The villa was found by archaeologists working at Bovis Homes’ 137-home development site on Box Road.

Drone footage by Tom Arnold of Global TV UK shows the remains of the villa:

A petition, calling for the preservation of the site, was launched at midday today and within three hours it had been signed by 350 people.

Christie Mclean, who created the petition, said residents would like Bovis to modify its plans to allow the villa to be preserved.

She said: "So many people care about this and having a hub where we can collect signatures and keep track of how many people this matters to is really important."

To sign the petition visit:

TV archaeologist, Professor Mark Horton, who lives in Wotton under Edge, is also trying to rally public support to protect the land.

He said: “Bovis must be persuaded to redesign the development to avoid the villa bathhouse.

"This is actually a very important discovery. It's a major find, not just for Cam and Dursley, but for Gloucestershire too.

"While villas are quite common in these parts, the preservation is exceptional.

"There's a fabulously preserved hypocaust system and there's lots of interesting rooms, not yet fully excavated.

"The walls are a foot high and they may go down a lot deeper too.

"It's absolutely clear to me that this should be preserved and Bovis has to show some social responsibility.

"Local community interest and action is critical if this site is going to be saved.

"There is absolutely no reason why it can't be, with a little sensible redesign."

Thames Valley Archaeological Services Ltd are currently working at the site.

The firm posted on its website: "During recent excavations at Cam a high status Roman villa was uncovered.

"The villa has the remains of a hypocaust system and wall plaster from a bathhouse."

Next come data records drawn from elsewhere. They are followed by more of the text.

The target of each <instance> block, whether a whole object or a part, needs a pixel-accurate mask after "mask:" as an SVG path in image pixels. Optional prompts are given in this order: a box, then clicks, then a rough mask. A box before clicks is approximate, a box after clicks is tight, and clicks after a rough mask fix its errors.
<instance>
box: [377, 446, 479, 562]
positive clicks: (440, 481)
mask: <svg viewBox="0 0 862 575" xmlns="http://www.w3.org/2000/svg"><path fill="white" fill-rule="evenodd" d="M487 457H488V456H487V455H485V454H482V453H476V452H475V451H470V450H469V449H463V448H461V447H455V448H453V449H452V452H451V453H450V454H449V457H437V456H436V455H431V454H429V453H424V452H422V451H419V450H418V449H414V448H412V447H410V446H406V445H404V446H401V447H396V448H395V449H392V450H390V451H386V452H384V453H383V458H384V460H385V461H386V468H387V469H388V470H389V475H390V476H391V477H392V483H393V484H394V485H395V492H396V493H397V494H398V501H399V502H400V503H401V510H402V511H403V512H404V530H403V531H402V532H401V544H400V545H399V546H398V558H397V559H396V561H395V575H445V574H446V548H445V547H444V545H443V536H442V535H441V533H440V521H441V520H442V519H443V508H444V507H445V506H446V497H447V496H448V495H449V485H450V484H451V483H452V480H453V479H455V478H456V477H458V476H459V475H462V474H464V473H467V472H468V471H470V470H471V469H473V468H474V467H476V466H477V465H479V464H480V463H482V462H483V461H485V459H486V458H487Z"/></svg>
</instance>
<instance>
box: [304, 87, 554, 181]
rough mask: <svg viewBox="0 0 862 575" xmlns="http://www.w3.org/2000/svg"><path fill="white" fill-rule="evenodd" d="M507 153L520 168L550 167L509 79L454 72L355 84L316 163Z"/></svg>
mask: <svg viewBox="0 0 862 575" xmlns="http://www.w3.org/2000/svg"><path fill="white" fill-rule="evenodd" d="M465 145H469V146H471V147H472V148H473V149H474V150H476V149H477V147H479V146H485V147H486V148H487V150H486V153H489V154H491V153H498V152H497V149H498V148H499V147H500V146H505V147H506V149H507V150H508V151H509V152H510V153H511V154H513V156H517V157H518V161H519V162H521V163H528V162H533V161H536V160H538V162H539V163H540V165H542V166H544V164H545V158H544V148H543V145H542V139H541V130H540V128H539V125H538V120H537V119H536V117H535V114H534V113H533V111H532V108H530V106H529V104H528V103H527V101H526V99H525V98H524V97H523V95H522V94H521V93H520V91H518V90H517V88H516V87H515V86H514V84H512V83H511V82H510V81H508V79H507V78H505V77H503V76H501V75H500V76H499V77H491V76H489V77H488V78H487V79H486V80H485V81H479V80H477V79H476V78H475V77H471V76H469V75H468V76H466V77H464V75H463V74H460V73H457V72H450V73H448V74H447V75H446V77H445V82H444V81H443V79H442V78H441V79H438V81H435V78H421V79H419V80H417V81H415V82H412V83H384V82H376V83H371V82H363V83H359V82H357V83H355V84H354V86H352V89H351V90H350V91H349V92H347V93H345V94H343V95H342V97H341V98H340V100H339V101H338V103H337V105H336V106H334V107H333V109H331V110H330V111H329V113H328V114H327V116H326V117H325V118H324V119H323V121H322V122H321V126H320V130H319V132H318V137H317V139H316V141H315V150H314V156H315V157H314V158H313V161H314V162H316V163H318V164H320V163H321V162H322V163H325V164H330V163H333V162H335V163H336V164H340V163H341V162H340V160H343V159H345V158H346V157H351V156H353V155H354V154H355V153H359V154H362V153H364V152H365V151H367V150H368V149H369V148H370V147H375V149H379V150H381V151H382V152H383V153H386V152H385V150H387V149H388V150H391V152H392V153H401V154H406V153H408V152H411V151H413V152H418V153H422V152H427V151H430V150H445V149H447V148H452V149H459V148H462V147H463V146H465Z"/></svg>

However, Bovis Homes said in a statement that archaeologists who examined the villa have told them it "does not qualify for preservation".

A spokesman for Bovis Homes said: "Archaeological investigations are a key part of new-build developments and we are proud to fund this work to find out more about Cam’s history as we build for the future.  

"The archaeologists carrying out this work report back to the county council and regularly update us and Stroud District Council on progress, recording and removing artefacts, and detailing the finds they make.

"It is not unusual to uncover foundations or remnants of buildings during this work and they have confirmed that this structure does not qualify for preservation, but we will encourage them to share their findings with the local community once the work is complete."

A spokeswoman for Stroud District Council, which granted the original planning application, has said members of the council plan to meet with Bovis to "discuss if the development can be amended".

She said: “We have re-engaged with the developer and plan to meet them and other interested parties to see what has been found, and discuss if the development can be amended.

"During the planning process expert advice was sought from Gloucestershire County Council on archaeology, and we are talking to them, the developer and councillors as a result of the finds made on site.”